Workflow automation startup AirSlate today announced that it raised $40 million from backers including Morgan Stanley Expansion Capital, General Catalyst, and HighSage Ventures. The company says the funds, which come as AirSlate closes on a tranche in additional investment, will enable product functionality expansion and international growth as well as hiringwithin the marketing and sales organizations.
In 2018, when McKinsey surveyed 1,500 executives across industries and regions, 66% responded that addressing skills gaps related to automation and digitization was a “top-ten” priority. According to market research firm Fact.MR, small- and medium-sized enterprises are expected to adopt business workflow automation at scale, creating a market of opportunity of more than US$1.6 billion between 2017 and 2026.
AirSlate launched a PDF editor — its first product — in 2008. In 2015, the company expanded into software integrations for customer relationship management software and apps, followed by an e-signature management offering in 2017.

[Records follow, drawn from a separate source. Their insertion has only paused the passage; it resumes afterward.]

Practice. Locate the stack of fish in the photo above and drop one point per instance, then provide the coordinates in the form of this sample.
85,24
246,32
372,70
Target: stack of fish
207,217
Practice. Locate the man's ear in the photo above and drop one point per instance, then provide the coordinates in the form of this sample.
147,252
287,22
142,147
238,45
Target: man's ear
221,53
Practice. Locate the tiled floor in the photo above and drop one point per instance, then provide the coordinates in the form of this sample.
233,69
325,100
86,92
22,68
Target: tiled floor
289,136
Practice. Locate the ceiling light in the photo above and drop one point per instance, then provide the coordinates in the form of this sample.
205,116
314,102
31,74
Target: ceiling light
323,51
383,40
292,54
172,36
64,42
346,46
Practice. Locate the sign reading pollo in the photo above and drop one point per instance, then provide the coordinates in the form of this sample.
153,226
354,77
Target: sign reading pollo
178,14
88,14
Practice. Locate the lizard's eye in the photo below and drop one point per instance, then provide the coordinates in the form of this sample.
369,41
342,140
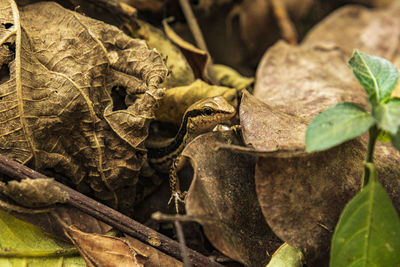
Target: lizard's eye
207,111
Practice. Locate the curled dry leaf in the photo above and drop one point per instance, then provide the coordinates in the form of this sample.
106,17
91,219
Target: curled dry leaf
102,250
78,98
155,258
223,200
197,58
34,192
178,99
302,196
180,72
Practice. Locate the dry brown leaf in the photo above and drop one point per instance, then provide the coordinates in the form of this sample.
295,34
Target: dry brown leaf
302,196
34,192
78,99
223,200
70,216
197,58
102,250
267,128
155,258
180,71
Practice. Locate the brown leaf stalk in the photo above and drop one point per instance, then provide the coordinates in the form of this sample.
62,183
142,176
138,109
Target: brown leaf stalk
108,215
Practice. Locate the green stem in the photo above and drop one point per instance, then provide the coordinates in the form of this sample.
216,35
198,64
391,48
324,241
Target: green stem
372,136
41,253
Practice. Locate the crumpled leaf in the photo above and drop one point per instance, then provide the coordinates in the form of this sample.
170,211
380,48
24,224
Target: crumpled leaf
23,244
302,195
337,125
376,75
102,250
70,216
177,100
287,256
229,77
197,58
75,101
221,197
180,72
34,192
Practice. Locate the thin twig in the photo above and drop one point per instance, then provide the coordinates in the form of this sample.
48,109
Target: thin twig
108,215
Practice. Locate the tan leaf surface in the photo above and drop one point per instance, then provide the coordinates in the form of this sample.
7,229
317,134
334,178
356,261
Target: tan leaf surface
302,196
222,197
58,107
102,250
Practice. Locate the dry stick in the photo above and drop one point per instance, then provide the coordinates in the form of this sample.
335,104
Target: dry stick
108,215
197,35
116,8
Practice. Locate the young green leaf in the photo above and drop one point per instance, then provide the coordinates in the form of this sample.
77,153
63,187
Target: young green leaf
336,125
368,231
388,116
396,140
377,75
22,244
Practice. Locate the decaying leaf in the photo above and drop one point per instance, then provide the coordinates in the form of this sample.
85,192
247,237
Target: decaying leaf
197,58
180,72
69,216
177,100
102,250
222,197
302,196
287,256
34,192
78,99
229,77
263,126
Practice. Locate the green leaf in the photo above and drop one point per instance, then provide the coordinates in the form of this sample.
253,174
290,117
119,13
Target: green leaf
287,256
377,75
368,232
396,140
384,137
22,244
388,116
336,125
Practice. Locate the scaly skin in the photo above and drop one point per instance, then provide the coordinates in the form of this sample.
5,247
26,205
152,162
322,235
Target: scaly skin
199,118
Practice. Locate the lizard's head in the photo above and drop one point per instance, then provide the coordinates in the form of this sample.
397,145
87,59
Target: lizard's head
205,114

Above: AirSlate’s dashboard.
Image Credit: AirSlate
Now, AirSlate’s mulit-cloud platform lets customers automate whole parts of backend processes using single, no-code solutions. Powered by document process automation and robotic process automation technologies, AirSlate can help to negotiate contracts, facilitate payments and surveys, and get documents e-signed by generating prefilled documents, sending reminders and notifications, extracting data and updating records, and implementing conditional workflow routing.
AirSlate leverages rules-based bots that integrate with existing services to automate approvals, data analytics, alerts, assign permissions, and data transfer. Customers can’t create custom bots, but they’re able to request bots for specific tasks from the AirSlate team, with a turnaround time that averages about a week.
For companies in need of a fully managed offering, there’s AirSlate Business Cloud, which spans PDF editing, e-signature workflows, and robotic and document process automation. Business Cloud subscribers can author new (or edit existing) PDF documents, create and manage workflows, and assign roles and send out documents for e-signing. They also gain access to an online library of over 85,000 state-specific legal forms including non-disclosure agreements, real estate forms, wills, and customer contracts.
Onboarding in AirSlate has companies create workforces for teams. Employees join the workspace via email and distribute workflows among themselves. Within the workspace, they can navigate team documents and agreement flows, collaborating as tasks require it.
AirSlate counts over 20 million people among its users across customers like the Australian government, Xerox, CBS Sports, GoFundMe, and Amgen. (That’s up from 6 million users as of 2015.) This year, the company expects annual recurring revenue to surpass $100 million sometimes this year.
“AirSlate’s no-code ethos requires no technical expertise to use and gives everyone the opportunity to design and implement beautiful, personalized, secure, and digitally-executable customer and employee experiences,” cofounder and CEO Borya Shakhnovich, who founded online science research community Orwick prior to joining AirSlate, said in a statement. “Now more than ever, we see huge demand from businesses of all sizes, from very small to enterprise, that need the agility and efficiency of the no-code AirSlate platform to drive their business.”
The funding announced today is fourteen-year-old, 700-employee Boston-based AirSlate’s second public round. It brings the company’s total raised to date to $80 million following a $30 million series A in December 2018 from “leading growth investors.”